TMEM: RAM NOT OWNED BY THE KERNEL?!?

Suppose there is some "special" memory available when memory is low and the paging code needs to evict a lot of pages or when the swapper needs to start swapping pages to disk. And suppose this magic memory, which we will call tmem, is a bit quirky:

  1. Tmem is very fast... not quite as fast as RAM, but far faster than a disk access, so it can be used synchronously
  2. Tmem can't be addressed directly... it is object-oriented and addressed by a handle. It can be accessed only through a set of function calls which copies pages of memory. A put call copies one page of memory from a pageframe number in real RAM to tmem, and a get call copies it back again (maybe!), into empty RAM specified by a (probably different) page frame number.
  3. There are (at least) two types of tmem pools: One persistent and one non-persistent (ephemeral). The amount of available tmem in either pool is indeterminate and varies across time. As a result, a put to either type of pool may be rejected. And for an ephemeral pool, a get may fail even if immediately subsequent to a successful put... the put is very likely to work, but persistence is not guaranteed.
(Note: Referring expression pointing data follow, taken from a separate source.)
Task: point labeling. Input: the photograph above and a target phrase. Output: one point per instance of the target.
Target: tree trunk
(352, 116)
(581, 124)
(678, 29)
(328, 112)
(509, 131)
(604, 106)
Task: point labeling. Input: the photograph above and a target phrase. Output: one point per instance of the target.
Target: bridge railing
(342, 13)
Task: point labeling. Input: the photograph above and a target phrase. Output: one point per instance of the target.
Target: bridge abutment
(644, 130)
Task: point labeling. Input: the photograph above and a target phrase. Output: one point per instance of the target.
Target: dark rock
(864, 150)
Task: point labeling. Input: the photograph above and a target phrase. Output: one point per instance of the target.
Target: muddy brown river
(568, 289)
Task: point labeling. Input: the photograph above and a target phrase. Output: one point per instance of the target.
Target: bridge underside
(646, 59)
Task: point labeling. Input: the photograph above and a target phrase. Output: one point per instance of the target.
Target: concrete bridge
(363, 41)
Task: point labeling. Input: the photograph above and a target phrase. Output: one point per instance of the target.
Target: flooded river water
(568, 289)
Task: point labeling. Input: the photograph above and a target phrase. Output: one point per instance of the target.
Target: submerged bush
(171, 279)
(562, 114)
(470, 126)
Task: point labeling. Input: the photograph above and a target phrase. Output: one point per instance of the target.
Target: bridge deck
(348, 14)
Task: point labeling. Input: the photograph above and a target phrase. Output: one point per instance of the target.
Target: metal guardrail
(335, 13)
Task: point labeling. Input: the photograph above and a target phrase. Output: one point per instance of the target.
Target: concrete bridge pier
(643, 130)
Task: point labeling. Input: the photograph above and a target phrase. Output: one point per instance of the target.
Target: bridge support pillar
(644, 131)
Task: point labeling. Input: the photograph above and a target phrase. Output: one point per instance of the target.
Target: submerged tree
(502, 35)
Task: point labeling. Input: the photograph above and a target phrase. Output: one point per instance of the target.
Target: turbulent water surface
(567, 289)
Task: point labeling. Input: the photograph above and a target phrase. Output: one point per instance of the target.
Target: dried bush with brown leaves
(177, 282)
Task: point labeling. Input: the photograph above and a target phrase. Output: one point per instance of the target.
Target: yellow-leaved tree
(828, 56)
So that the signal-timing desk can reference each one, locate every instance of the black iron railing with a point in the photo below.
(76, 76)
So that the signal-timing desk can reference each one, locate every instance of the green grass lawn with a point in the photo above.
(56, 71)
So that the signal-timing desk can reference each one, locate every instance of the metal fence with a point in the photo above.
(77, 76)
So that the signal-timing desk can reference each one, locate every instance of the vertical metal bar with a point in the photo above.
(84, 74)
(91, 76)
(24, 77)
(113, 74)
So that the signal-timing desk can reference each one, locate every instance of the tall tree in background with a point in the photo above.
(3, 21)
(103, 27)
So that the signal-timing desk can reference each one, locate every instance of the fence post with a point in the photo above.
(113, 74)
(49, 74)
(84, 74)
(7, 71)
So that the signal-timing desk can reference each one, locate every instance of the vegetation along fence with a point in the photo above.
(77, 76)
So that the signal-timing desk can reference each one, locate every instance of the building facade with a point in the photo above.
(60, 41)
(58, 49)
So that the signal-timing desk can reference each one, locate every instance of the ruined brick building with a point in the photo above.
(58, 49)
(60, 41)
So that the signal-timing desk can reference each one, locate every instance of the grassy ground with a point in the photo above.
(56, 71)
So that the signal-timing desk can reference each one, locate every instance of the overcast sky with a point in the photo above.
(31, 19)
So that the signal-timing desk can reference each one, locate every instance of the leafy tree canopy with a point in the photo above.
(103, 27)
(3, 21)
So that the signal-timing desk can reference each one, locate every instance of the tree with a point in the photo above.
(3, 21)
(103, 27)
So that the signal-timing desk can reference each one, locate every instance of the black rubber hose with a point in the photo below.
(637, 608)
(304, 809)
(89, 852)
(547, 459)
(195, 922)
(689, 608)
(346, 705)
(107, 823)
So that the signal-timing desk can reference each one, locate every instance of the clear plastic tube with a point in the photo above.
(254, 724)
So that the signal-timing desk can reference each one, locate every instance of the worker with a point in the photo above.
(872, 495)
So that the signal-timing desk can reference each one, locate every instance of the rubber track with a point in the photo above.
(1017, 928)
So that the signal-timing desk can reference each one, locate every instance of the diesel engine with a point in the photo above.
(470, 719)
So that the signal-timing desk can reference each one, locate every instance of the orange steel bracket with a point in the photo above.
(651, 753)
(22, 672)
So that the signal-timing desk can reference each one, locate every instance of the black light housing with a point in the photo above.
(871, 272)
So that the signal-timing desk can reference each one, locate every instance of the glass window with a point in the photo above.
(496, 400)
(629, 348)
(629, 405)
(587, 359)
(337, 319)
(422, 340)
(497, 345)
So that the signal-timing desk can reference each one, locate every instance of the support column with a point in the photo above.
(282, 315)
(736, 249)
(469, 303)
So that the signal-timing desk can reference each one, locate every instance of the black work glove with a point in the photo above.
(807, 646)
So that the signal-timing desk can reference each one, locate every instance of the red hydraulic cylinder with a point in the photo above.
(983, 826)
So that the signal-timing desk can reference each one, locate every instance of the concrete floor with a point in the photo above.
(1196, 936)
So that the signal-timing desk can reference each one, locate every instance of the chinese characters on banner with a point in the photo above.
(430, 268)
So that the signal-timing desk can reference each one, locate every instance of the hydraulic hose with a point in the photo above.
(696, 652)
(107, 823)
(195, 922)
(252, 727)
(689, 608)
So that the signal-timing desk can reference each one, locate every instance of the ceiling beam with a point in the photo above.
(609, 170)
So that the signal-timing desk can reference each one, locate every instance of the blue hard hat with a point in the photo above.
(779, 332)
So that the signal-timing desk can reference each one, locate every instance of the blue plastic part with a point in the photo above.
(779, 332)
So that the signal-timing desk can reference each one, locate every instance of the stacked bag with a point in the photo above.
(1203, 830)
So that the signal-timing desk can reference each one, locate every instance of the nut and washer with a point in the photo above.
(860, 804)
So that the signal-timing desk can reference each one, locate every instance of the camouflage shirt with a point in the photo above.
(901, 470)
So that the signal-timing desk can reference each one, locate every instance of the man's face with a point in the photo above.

Tmem, this special quirky type of memory, is real RAM, but is owned not by the kernel but by another entity. Often this entity is a hypervisor, the kernel is running in a virtual environment, and the accesses to tmem are via hypercall. But there may be other forms of tmem too. Tmem's longer name is Transcendent Memory and it is described in more detail at http://oss.oracle.com/projects/tmem.

IF THERE'S EXTRA RAM, WHY NOT JUST GIVE IT TO THE KERNEL AND BE DONE WITH IT?
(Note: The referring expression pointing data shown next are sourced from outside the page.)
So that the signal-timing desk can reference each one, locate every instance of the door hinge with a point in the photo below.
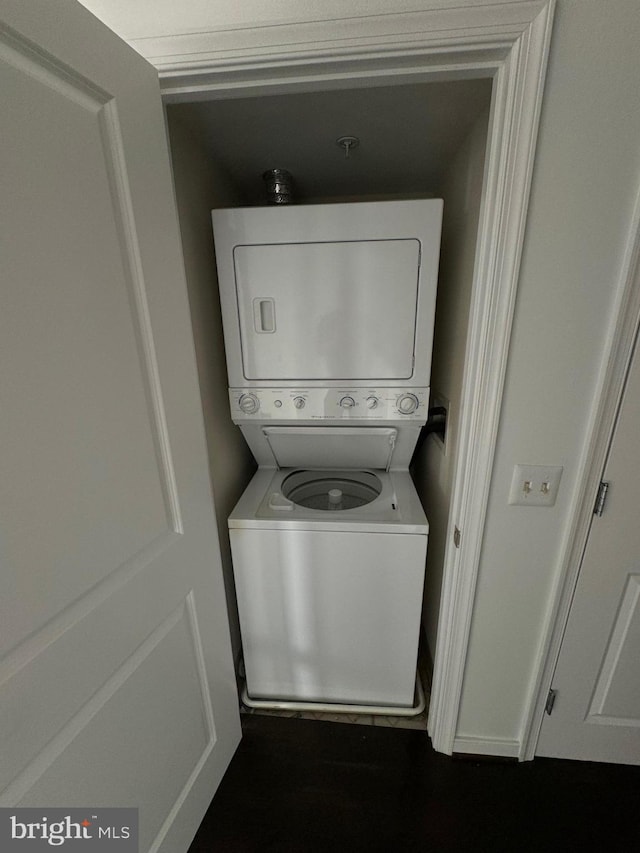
(601, 498)
(551, 701)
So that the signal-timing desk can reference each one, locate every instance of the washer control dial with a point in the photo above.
(249, 403)
(407, 404)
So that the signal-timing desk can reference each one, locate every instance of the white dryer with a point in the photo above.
(328, 320)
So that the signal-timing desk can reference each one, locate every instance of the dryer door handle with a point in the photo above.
(264, 315)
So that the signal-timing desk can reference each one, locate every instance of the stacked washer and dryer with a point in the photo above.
(328, 314)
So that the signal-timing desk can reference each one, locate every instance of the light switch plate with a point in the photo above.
(535, 485)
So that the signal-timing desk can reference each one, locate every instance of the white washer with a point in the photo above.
(330, 599)
(328, 320)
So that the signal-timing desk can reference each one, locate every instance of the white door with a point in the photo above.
(596, 715)
(316, 296)
(116, 680)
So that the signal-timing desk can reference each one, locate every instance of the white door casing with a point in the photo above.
(623, 333)
(116, 679)
(508, 41)
(596, 713)
(611, 453)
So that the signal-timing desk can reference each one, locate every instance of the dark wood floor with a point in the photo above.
(306, 786)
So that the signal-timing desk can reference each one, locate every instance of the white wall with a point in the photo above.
(433, 466)
(586, 176)
(200, 187)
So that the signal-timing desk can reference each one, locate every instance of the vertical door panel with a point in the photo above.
(596, 715)
(116, 680)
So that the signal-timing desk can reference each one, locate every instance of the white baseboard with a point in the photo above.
(500, 747)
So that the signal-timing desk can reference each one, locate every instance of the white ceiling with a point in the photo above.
(408, 134)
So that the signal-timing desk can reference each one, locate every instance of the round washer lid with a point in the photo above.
(331, 490)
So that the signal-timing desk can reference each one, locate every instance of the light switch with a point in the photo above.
(535, 485)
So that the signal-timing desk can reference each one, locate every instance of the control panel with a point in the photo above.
(309, 404)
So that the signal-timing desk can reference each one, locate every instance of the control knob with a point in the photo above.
(407, 404)
(249, 403)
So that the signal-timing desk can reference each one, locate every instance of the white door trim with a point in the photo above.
(622, 333)
(508, 41)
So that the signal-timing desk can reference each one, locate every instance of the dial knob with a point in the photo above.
(407, 404)
(249, 404)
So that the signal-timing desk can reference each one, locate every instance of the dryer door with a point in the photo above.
(328, 310)
(331, 447)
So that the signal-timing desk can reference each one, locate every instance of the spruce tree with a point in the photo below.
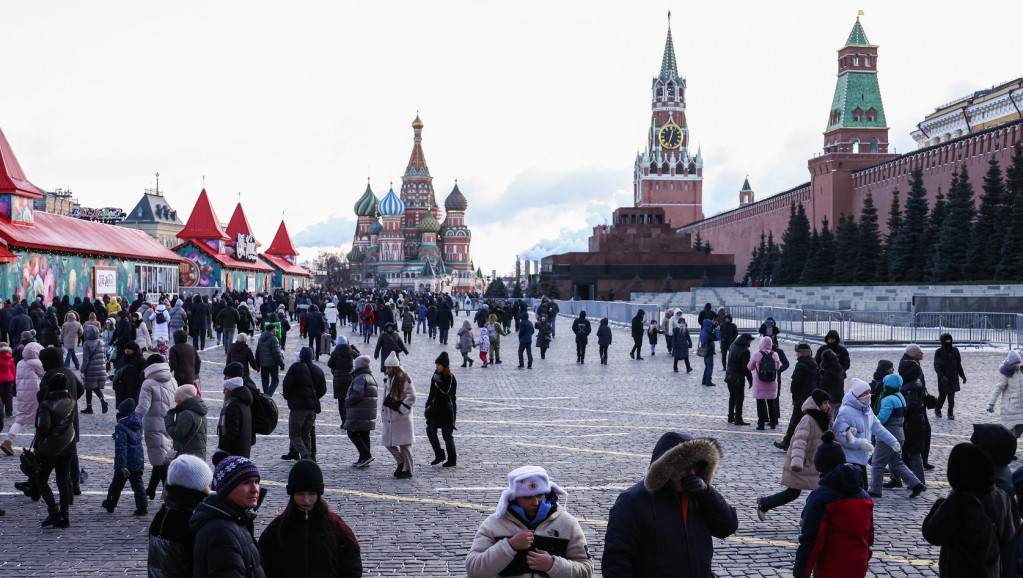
(846, 251)
(869, 247)
(989, 229)
(905, 256)
(812, 259)
(1011, 264)
(951, 248)
(894, 220)
(824, 273)
(795, 247)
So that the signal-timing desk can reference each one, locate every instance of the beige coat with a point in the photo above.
(491, 552)
(799, 473)
(397, 429)
(156, 399)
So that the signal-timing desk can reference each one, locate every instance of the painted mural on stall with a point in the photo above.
(49, 274)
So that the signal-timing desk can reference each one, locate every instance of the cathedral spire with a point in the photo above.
(669, 70)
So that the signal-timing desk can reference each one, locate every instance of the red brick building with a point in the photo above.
(855, 162)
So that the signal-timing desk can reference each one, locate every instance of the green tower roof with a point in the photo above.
(857, 37)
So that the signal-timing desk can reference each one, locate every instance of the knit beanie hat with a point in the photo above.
(234, 369)
(233, 384)
(442, 359)
(970, 469)
(231, 472)
(829, 455)
(859, 387)
(126, 407)
(819, 396)
(306, 476)
(527, 481)
(189, 472)
(893, 381)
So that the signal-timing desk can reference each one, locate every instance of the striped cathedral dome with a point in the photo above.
(391, 206)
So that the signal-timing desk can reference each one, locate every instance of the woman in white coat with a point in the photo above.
(396, 415)
(1010, 389)
(530, 534)
(154, 400)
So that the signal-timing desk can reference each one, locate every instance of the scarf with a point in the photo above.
(541, 514)
(887, 392)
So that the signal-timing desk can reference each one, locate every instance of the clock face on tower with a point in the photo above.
(671, 136)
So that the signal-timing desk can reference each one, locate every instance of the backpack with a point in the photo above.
(766, 369)
(264, 412)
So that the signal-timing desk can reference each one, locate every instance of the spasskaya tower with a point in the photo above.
(667, 174)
The kernel doesn't give all of the machine's physical memory to one application, nor does it pre-allocate a fixed amount of physical memory to each application. It has sophisticated algorithms to move memory where it is needed and save some for it's own needs, and also uses some to cache disk pages so files on disk can be more quickly accessed.

In a virtualized system, the hypervisor must similarly balance and move memory between virtual machines. But because the operating systems running in each of those virtual machines have always assumed they have a fixed amount of memory that they can "hoard" as they see fit, the hypervisor's problem is much harder. The extra RAM and the quirkiness of how tmem is used both improve the hypervisor's ability to very quickly give memory to the virtual machines that most need it.
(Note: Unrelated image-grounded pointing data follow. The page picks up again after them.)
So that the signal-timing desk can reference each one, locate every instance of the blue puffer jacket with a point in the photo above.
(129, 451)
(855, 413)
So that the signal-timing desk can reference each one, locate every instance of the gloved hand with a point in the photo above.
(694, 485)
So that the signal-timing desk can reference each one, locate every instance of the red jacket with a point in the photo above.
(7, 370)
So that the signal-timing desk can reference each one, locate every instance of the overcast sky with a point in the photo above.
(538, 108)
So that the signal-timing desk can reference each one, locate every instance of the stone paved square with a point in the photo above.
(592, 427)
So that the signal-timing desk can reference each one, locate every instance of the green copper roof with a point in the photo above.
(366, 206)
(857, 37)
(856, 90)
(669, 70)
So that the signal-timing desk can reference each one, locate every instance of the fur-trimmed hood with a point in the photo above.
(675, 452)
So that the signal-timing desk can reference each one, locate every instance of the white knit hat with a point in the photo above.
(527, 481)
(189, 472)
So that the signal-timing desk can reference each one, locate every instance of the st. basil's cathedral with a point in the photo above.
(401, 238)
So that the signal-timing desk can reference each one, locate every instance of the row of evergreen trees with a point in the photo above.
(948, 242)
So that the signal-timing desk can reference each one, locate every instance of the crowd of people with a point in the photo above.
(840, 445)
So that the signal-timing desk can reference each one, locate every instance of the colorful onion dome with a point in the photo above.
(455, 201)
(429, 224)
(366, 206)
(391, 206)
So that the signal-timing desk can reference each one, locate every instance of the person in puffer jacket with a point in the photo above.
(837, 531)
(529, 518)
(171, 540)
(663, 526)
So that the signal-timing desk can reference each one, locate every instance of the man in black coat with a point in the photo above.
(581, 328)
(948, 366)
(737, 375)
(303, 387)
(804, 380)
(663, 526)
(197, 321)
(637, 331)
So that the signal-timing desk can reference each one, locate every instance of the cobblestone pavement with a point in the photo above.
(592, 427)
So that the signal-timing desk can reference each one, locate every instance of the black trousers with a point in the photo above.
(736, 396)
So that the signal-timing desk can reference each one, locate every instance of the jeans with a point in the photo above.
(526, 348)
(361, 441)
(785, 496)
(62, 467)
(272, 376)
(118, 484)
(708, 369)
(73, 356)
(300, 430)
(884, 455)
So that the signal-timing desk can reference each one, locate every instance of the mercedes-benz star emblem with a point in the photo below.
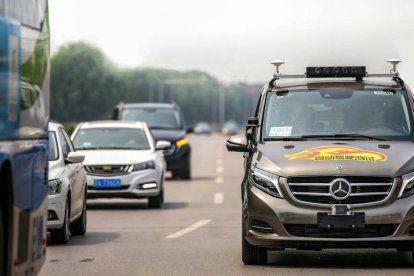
(340, 189)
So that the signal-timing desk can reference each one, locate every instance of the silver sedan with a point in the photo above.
(67, 187)
(122, 160)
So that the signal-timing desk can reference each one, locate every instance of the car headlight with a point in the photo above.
(182, 142)
(55, 186)
(407, 187)
(142, 166)
(267, 182)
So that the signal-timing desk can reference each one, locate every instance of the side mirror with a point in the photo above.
(161, 144)
(237, 143)
(252, 121)
(75, 157)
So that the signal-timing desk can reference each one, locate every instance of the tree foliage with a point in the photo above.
(85, 86)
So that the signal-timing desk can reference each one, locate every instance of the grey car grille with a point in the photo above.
(363, 189)
(107, 170)
(169, 151)
(369, 231)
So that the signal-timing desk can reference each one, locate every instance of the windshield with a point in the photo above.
(156, 118)
(334, 112)
(111, 138)
(53, 149)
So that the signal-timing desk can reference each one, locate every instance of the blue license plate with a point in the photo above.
(107, 183)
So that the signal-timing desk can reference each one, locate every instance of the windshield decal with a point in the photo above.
(338, 153)
(280, 131)
(383, 93)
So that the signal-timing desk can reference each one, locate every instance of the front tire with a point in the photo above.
(156, 201)
(78, 227)
(252, 255)
(2, 246)
(61, 236)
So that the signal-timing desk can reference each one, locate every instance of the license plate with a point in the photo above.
(354, 220)
(107, 183)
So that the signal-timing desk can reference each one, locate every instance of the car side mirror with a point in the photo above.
(160, 145)
(237, 143)
(75, 157)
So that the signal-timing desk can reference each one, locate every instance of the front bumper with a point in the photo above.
(290, 224)
(178, 158)
(131, 185)
(56, 210)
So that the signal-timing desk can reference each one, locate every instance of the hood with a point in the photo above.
(171, 135)
(55, 168)
(116, 157)
(312, 158)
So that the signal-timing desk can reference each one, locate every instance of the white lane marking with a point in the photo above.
(189, 229)
(218, 198)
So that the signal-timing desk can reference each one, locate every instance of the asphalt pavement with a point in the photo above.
(196, 232)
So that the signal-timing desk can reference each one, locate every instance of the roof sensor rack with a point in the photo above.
(357, 72)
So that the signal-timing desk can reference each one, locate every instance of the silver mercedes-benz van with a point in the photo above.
(329, 163)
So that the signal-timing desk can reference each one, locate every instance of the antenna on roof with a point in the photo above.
(277, 64)
(394, 62)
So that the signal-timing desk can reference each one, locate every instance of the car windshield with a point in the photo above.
(338, 113)
(111, 138)
(156, 118)
(53, 149)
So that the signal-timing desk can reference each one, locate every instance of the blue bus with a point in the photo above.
(24, 114)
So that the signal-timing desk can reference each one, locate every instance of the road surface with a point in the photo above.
(196, 232)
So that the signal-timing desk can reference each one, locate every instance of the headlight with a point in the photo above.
(142, 166)
(55, 186)
(407, 187)
(182, 142)
(267, 182)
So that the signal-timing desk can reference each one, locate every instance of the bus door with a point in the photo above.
(10, 56)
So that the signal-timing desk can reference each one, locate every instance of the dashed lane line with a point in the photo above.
(218, 198)
(189, 229)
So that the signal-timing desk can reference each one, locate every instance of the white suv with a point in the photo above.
(122, 160)
(67, 187)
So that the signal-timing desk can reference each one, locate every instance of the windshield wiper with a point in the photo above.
(353, 136)
(294, 138)
(162, 128)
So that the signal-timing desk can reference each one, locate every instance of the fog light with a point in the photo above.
(411, 230)
(149, 186)
(51, 215)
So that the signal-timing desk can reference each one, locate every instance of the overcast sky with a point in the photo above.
(234, 40)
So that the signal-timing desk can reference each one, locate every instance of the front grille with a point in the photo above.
(124, 187)
(169, 151)
(313, 231)
(261, 226)
(108, 170)
(363, 189)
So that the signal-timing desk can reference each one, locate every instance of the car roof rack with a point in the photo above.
(357, 72)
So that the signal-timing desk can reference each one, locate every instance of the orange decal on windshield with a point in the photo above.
(338, 153)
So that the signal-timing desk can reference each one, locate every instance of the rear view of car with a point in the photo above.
(122, 160)
(166, 123)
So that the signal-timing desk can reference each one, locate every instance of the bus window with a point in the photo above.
(2, 9)
(29, 13)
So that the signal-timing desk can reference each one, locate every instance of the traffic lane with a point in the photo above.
(129, 223)
(132, 239)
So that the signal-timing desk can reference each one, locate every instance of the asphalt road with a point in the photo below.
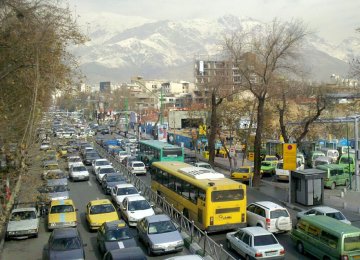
(81, 193)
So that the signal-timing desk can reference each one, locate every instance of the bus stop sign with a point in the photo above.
(289, 154)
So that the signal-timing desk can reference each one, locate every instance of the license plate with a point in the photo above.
(271, 253)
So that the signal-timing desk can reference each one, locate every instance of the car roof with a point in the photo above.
(135, 197)
(325, 209)
(100, 202)
(62, 202)
(65, 232)
(157, 218)
(124, 185)
(256, 231)
(268, 204)
(24, 209)
(115, 224)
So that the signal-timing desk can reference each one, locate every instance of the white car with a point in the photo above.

Beyond virtualization, there's other potential benefits for "hiding" extra RAM from the kernel and making it available through a tmem interface, but we'll skip those for now.

SO IF THIS SPECIAL QUIRKY MEMORY EXISTS HOW CAN LINUX USE IT?

We have prototyped two Linux uses for tmem, as a precache and as a preswap. Precache uses a private ephemeral pool and preswap uses a private persistent pool. While much of the real value of tmem is apparent only from outside the Linux kernel, let's look at precache and preswap only from a kernel perspective for now. Those interested in the broader picture may look at the abovementioned webpage.

Precache can be thought of as a page-granularity victim cache for pages that the kernel's pageframe replacement algorithm would love to keep around, but there's just not enough memory. So when a page is evicted, it is first put into the precache. And any time a filesystem reads a page from the disk, it first attempts to get the page from the precache. If it is there, there's no need to go to the disk. If it's not there, the filesystem goes to the disk just like normal. A very important note: Since there's no persistence guarantee, only clean pages can/should be put to precache. And there's some complications to ensure that consistency is maintained between the disk, the precache, and Linux's page cache, but those prove to be manageable via a precache flush call.

Preswap is persistent, but for various reasons may not always be available for use. (Without getting into too much detail, in a virtualization environment, if this virtual machine is being "good" and has shared its resources nicely, then it will be able to use preswap, else it will not.) Once a page is put into preswap, a get on the page will always succeed. So when the kernel gets into a situation where it needs to swap out a page, it first attempts to use preswap. If the put works, no disk access is necessary. If it doesn't, the page is written to disk as usual. Unlike precache, whether a page is stored in preswap or swap is recorded in kernel data structures, so when a page needs to be fetched, the kernel does a get if it is in preswap and reads the swap disk if it is not in preswap.